Para entender mejor a Platón cuando habla de construir un ciudadano virtuoso, tenemos que observar que en la teoría platónica, el Estado, al igual que el alma individual, está constituido por tres partes: la concupiscible (productores y comerciantes), la irascible, (hombres de armas) y la racional (filósofos). De tal forma que individualmente se alcanza la virtud controlando la concupiscencia y la ira con la razón.
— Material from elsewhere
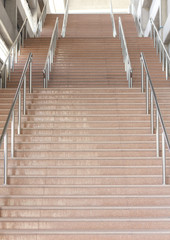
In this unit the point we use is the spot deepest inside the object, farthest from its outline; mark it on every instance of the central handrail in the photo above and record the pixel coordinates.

Para poder culminar su deseo de constituir la polis como una sociedad justa, moralmente buena, eso sólo se podría hacer mediante la paideia (educación), de tal forma que una persona debía llegar a ser justa y llevar una vida moralmente buena, logrando gobernar la concupiscencia y la ira a través de la razón.

Es sobre estos últimos aspectos, sobre los que podemos pedalear para que nos puedan servir de ayuda en nuestra tarea educativa de padres y profesores. En definitiva Platón nos invita a inculcar la virtud en los niños y niñas, para que lleguen a ser perfectos ciudadanos. Dicho en términos de actualidad, a los niños hay que ayudarles a esforzarse para ser ordenados, sinceros, alegres, laboriosos, respetuosos, etc. (aquí cada uno puede poner mayor énfasis en las virtudes que a uno le parezcan más oportunas), y añadiría, con san Pablo, que por encima de todas ellas está el amor.


De esta forma tendríamos ciudadanos que establecen un orden en las cosas materiales y en las no materiales, por ejemplo dando mayor valor a lo que es más importante; tendríamos ciudadanas que dicen la verdad con la consiguiente prudencia para decirla de modo respetuoso y sin ofender a otras ciudadanas; tendríamos vecinos alegres que saludan por las mañanas con una sonrisa, que muestran su alegría en las circunstancias positivas o no tan positivas que acaecen a otras personas; tendríamos trabajadoras responsables que afrontan sus tareas con decisión e intentan hacerlas con la mayor eficiencia posible, que no se escaquean de su trabajo; tendríamos personas respetuosas con las demás personas, que no insultan por pensar diferente, que no se mofan de quienes han tenido alguna desgracia, que no se imponen por la fuerza; en definitiva tendremos una sociedad construida por personas que aman.